Bob Harrison

Biographical details
- Born: September 9, 1941 Cleveland, Ohio, U.S.
- Died: April 15, 2022 (aged 80)

Playing career
- 1961–1963: Kent State
- Position(s): End

Coaching career (HC unless noted)
- 1964–1966: John Adams HS (asst.)
- 1967–1968: John Adams HS
- 1969–1970: Kent State (DL)
- 1971–1973: Iowa (OE/WR)
- 1974: Cornell (OL)
- 1975–1976: NC State (TE/OT)
- 1977–1982: Tennessee (WR)
- 1983–1986: Atlanta Falcons (WR)
- 1987: Washington Commandos
- 1988–1991: Georgia (WR)
- 1992–1993: Pittsburgh Steelers (WR)
- 1994–1996: Boston College (WR)

Administrative career (AD unless noted)
- 1998–c. 2011: Atlanta Falcons (scout)

Accomplishments and honors

Awards
- Second-team All-Mid-American Conference (1963); NFC Scout of the Year (2011);

= Bob Harrison (American football coach) =

American football player and coach (1941–2022)

Robert Harrison (September 9, 1941 – April 15, 2022) was an American football player and coach. He played college football at Kent State and later served as a coach for John Adams High School, Kent State, Iowa, Cornell, NC State, Tennessee, the Atlanta Falcons, the Washington Commandos, Georgia, the Pittsburgh Steelers and Boston College.

Upon being hired by the Washington Commandos in 1987, Harrison became the second black head coach in modern professional football history (after Willie Wood).

==Early life and education==
Harrison was born on September 9, 1941, in Cleveland, Ohio. He attended John Adams High School and joined Kent State University in 1960. He earned varsity letters in three years (1961–1963) and recorded 27 receptions for 350 yards as an end on the football team. As a senior, Harrison was named second-team All-Mid-American Conference. After graduating, he attempted a professional football career but a knee injury ended his playing career.
==Coaching career==
In 1964, Harrison accepted a position as an assistant coach at John Adams High School. He served as head coach in his final two years with the school (1967–1968).

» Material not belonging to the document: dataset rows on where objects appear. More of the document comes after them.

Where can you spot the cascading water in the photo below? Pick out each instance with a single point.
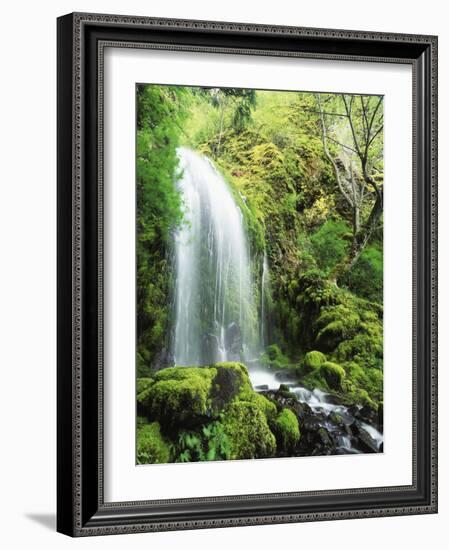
(215, 317)
(214, 314)
(265, 286)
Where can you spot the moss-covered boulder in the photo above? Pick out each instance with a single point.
(143, 391)
(152, 448)
(246, 428)
(286, 430)
(190, 396)
(313, 360)
(333, 374)
(181, 395)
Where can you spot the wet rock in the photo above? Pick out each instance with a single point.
(365, 442)
(233, 342)
(285, 375)
(209, 348)
(162, 360)
(368, 414)
(380, 416)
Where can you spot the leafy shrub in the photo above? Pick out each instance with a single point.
(366, 276)
(331, 244)
(286, 429)
(151, 446)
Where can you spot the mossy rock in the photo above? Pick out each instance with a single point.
(363, 385)
(246, 428)
(151, 446)
(181, 395)
(143, 387)
(313, 360)
(333, 374)
(335, 324)
(231, 379)
(286, 429)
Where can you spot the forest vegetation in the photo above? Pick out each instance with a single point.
(306, 171)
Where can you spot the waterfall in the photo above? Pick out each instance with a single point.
(214, 316)
(265, 287)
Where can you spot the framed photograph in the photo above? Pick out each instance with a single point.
(247, 284)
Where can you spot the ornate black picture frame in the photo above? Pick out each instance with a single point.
(81, 510)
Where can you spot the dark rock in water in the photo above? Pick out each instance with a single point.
(227, 384)
(368, 414)
(209, 348)
(364, 441)
(336, 418)
(380, 416)
(353, 410)
(285, 375)
(162, 360)
(333, 399)
(325, 438)
(233, 342)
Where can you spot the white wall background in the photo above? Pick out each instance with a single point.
(28, 267)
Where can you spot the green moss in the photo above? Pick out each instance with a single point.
(286, 430)
(151, 446)
(364, 385)
(336, 323)
(180, 395)
(313, 360)
(143, 387)
(246, 428)
(333, 374)
(231, 379)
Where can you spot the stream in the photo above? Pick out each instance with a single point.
(330, 426)
(218, 316)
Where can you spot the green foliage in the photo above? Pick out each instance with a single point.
(208, 443)
(269, 147)
(331, 244)
(247, 430)
(160, 111)
(181, 395)
(333, 374)
(143, 390)
(313, 360)
(152, 448)
(286, 429)
(366, 276)
(274, 358)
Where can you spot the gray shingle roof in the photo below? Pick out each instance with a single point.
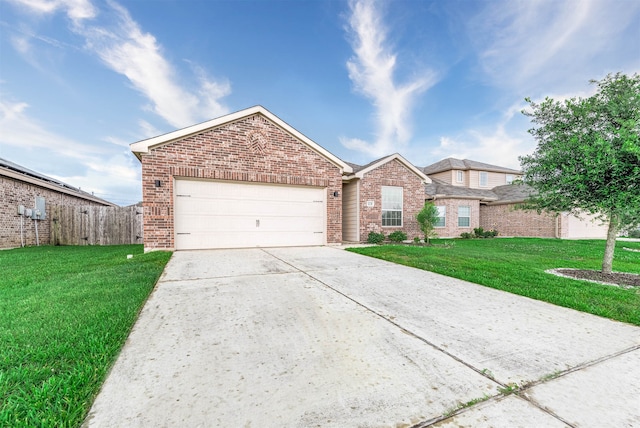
(508, 193)
(465, 164)
(442, 189)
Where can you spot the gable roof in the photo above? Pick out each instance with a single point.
(449, 164)
(359, 171)
(19, 172)
(144, 146)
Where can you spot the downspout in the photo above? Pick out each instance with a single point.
(22, 229)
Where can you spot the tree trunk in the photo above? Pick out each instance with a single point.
(607, 261)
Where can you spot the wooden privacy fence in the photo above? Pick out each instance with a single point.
(95, 225)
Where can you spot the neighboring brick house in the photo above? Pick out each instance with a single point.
(383, 196)
(247, 179)
(472, 194)
(22, 187)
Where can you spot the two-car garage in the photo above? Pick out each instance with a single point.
(219, 214)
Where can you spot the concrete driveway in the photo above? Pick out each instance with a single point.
(320, 337)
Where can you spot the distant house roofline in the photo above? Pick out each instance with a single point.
(20, 173)
(450, 164)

In 1969, Harrison became an assistant coach at his alma mater, Kent State University. He served in that position for two years before being named offensive ends and receivers coach at Iowa in January 1971. After serving three years at Iowa, Harrison was named offensive line coach at Cornell in January 1974.

In January 1975, Harrison was named assistant coach at North Carolina State. After two years there as offensive tackles coach and tight ends coach, Harrison was hired as Tennessee wide receivers coach in 1977. He spent six years with Tennessee before being named wide receivers coach of the Atlanta Falcons in the National Football League (NFL) on February 16, 1983. After four seasons with the Falcons, he was fired in December 1986 along with several other of the coaches.

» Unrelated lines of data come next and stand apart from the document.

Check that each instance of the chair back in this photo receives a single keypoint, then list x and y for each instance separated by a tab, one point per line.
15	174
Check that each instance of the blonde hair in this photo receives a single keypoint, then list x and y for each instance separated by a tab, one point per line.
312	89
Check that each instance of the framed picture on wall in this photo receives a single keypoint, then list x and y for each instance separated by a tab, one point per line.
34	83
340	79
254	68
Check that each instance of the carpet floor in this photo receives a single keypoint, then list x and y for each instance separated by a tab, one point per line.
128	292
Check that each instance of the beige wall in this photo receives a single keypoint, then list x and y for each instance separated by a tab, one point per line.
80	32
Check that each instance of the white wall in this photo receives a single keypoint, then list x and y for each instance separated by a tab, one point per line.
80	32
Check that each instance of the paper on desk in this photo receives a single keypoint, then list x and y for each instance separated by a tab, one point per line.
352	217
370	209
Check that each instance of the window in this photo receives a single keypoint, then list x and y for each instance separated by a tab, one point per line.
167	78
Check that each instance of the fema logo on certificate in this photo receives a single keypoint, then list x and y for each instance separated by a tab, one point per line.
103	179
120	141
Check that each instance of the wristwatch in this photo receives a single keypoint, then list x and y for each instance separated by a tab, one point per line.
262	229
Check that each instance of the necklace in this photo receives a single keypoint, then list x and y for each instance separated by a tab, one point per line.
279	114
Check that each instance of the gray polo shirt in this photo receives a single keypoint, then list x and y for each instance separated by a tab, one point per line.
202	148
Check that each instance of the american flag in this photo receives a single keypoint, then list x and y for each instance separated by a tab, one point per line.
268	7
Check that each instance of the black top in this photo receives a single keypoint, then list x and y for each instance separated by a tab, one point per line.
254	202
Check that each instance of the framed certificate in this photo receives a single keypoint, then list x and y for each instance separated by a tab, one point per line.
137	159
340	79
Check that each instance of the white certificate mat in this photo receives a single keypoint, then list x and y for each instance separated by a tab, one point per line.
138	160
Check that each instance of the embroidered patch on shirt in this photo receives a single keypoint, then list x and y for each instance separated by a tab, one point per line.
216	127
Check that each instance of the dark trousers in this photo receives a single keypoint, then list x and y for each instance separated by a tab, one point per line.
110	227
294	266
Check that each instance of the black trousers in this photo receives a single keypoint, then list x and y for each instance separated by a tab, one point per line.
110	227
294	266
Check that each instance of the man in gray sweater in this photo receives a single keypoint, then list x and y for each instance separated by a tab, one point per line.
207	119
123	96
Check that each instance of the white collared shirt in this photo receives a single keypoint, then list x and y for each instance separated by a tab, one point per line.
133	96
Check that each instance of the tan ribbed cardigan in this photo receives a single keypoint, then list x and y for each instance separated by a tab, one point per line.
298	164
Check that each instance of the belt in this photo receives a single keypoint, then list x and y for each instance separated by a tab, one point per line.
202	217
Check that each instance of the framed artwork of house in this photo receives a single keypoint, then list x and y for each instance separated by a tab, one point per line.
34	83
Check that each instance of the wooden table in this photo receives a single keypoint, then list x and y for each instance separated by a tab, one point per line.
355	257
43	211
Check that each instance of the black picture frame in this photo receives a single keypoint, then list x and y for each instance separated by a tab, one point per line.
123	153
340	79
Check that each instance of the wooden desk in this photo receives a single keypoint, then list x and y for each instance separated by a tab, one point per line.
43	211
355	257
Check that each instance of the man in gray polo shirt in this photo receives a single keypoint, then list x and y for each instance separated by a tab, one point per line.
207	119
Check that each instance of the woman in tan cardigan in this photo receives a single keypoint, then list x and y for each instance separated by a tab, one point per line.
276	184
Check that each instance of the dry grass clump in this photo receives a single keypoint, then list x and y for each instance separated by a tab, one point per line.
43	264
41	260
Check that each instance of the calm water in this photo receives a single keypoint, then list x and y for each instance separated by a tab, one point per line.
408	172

In , Harrison accepted a position as head coach of the Washington Commandos in the Arena Football League (AFL). The move made him the second black head coach in modern professional football history, after Willie Wood. Washington compiled a 2–4 record with Harrison as head coach.

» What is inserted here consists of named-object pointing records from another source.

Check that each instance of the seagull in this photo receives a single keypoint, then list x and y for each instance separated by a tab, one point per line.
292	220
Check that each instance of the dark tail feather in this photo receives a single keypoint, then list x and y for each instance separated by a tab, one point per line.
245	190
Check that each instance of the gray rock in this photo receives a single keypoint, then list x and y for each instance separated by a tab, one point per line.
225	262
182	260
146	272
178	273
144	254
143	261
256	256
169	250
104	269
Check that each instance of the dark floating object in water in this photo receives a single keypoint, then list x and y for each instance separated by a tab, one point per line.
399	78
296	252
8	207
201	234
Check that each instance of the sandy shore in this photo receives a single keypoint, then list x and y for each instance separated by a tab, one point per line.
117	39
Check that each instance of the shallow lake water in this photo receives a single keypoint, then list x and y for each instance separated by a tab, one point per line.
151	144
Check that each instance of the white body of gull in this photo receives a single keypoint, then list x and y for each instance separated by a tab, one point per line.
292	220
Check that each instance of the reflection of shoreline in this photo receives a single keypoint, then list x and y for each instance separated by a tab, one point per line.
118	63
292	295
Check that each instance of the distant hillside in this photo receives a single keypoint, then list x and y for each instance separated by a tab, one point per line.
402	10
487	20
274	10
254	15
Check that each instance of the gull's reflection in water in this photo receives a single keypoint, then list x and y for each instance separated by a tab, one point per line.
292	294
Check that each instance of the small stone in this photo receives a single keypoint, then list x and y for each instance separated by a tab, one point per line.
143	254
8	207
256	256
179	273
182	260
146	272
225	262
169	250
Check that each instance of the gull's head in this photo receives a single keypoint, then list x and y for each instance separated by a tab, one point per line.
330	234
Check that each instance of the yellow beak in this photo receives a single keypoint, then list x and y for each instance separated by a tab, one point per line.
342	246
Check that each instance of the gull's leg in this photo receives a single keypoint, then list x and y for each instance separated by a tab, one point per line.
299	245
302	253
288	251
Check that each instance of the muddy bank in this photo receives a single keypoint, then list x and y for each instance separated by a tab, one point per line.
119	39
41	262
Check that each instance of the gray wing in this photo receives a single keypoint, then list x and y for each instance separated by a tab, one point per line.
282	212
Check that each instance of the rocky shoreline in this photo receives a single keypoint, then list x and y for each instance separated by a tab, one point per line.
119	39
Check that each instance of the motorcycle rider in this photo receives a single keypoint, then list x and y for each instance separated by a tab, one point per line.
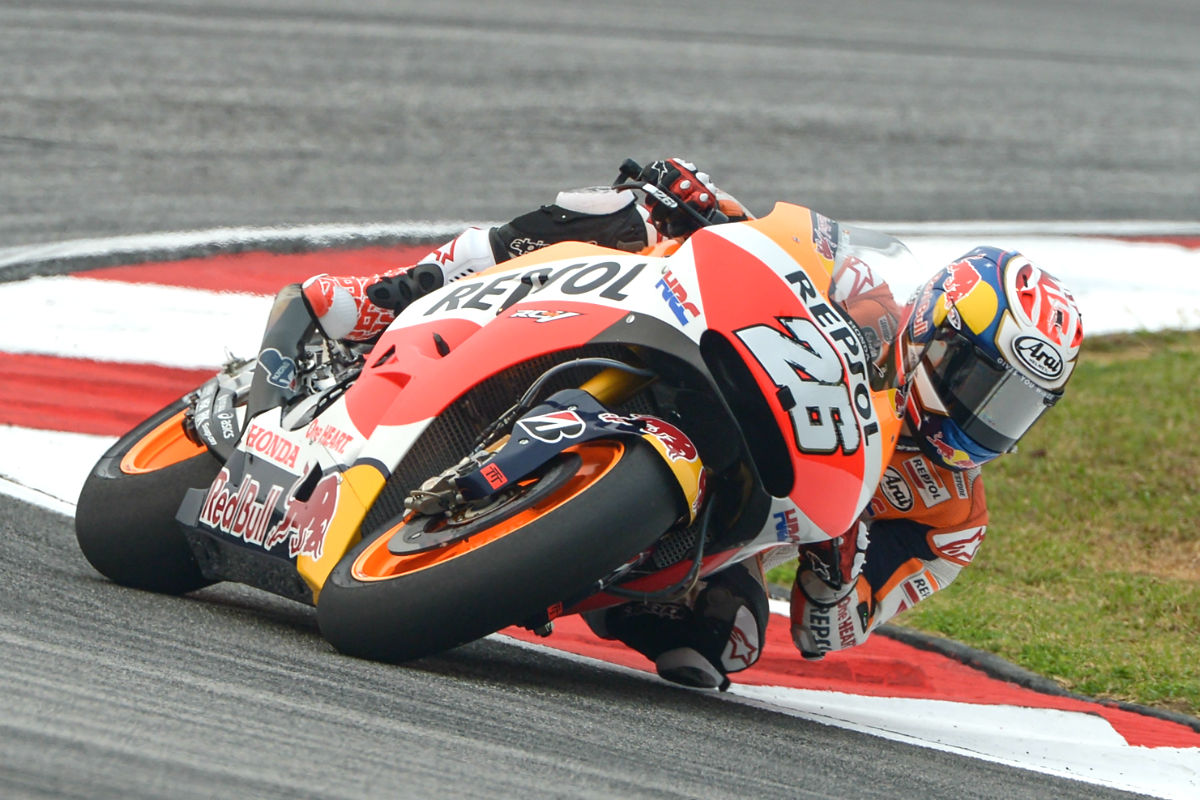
989	343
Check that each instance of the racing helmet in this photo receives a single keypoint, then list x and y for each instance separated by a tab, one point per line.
988	346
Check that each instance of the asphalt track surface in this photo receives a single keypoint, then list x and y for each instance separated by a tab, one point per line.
124	116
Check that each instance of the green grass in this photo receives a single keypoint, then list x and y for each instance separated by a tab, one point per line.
1091	570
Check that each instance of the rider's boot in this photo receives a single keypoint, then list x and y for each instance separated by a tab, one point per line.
699	643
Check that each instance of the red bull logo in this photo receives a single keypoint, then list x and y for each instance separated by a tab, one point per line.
952	456
961	278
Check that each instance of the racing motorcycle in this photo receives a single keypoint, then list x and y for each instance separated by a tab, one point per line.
571	429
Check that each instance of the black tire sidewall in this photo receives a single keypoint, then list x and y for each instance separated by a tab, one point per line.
509	581
125	524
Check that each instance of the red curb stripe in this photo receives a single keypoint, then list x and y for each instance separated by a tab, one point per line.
261	272
881	667
84	396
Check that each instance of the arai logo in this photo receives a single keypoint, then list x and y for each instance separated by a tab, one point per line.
1039	356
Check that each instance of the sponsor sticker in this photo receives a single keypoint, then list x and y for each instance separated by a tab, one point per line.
553	427
895	489
959	546
930	488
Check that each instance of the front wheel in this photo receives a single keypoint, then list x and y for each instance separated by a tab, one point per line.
589	511
125	518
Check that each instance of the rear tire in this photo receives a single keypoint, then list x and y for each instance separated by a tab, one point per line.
570	528
125	519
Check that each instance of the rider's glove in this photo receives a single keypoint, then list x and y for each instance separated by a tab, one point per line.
694	188
395	292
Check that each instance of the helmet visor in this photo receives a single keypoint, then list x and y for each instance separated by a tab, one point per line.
990	401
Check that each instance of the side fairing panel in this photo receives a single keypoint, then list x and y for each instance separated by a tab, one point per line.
807	356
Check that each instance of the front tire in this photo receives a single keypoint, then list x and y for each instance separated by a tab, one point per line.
595	506
125	518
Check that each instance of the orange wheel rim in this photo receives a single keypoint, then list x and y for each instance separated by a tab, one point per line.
377	563
163	446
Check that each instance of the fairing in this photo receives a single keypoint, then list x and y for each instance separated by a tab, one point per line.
762	286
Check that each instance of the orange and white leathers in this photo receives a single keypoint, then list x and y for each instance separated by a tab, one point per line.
923	525
345	312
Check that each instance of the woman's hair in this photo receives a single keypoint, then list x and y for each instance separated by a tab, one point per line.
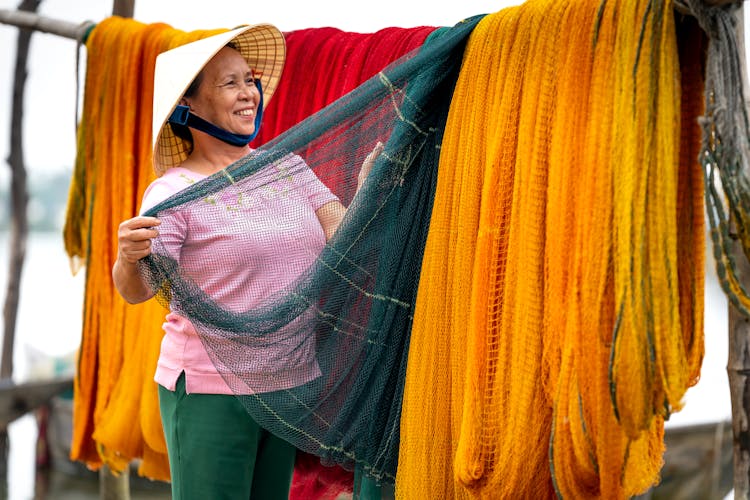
182	131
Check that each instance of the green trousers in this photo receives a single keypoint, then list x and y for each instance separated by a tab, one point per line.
218	452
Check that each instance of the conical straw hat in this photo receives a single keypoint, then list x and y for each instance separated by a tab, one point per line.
262	45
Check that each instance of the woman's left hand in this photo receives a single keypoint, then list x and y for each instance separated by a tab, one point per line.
364	171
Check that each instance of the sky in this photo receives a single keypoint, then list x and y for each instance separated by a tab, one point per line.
49	126
49	109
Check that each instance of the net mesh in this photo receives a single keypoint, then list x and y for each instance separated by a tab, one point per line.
350	304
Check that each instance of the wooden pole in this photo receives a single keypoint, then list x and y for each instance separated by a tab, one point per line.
738	358
35	22
19	226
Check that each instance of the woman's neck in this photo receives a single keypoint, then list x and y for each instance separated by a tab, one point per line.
211	159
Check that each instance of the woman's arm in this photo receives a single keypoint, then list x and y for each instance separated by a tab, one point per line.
332	213
134	242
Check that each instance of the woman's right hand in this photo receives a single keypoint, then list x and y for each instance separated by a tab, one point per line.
134	238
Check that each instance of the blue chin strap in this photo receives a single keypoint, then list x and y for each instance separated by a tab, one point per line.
182	116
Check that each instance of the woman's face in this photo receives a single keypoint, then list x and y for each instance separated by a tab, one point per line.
227	96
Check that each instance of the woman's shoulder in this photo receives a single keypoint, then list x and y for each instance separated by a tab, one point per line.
171	182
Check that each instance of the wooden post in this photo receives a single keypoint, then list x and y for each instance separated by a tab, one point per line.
19	223
738	358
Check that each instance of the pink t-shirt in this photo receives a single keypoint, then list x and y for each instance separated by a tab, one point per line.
286	238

In March 1988, it was announced that Harrison had been hired by Georgia to become the wide receivers coach. He served with them until being hired by the Pittsburgh Steelers in to coach the receivers. He was fired in January 1994. Harrison was later named receivers coach at Boston College, where he served from 1994 to 1996.
==Later life and death==
Harrison later served as an Atlanta Falcons scout, being named NFC Scout of the Year in 2011.

Harrison died on April 15, 2022, at the age of 80, after a long illness.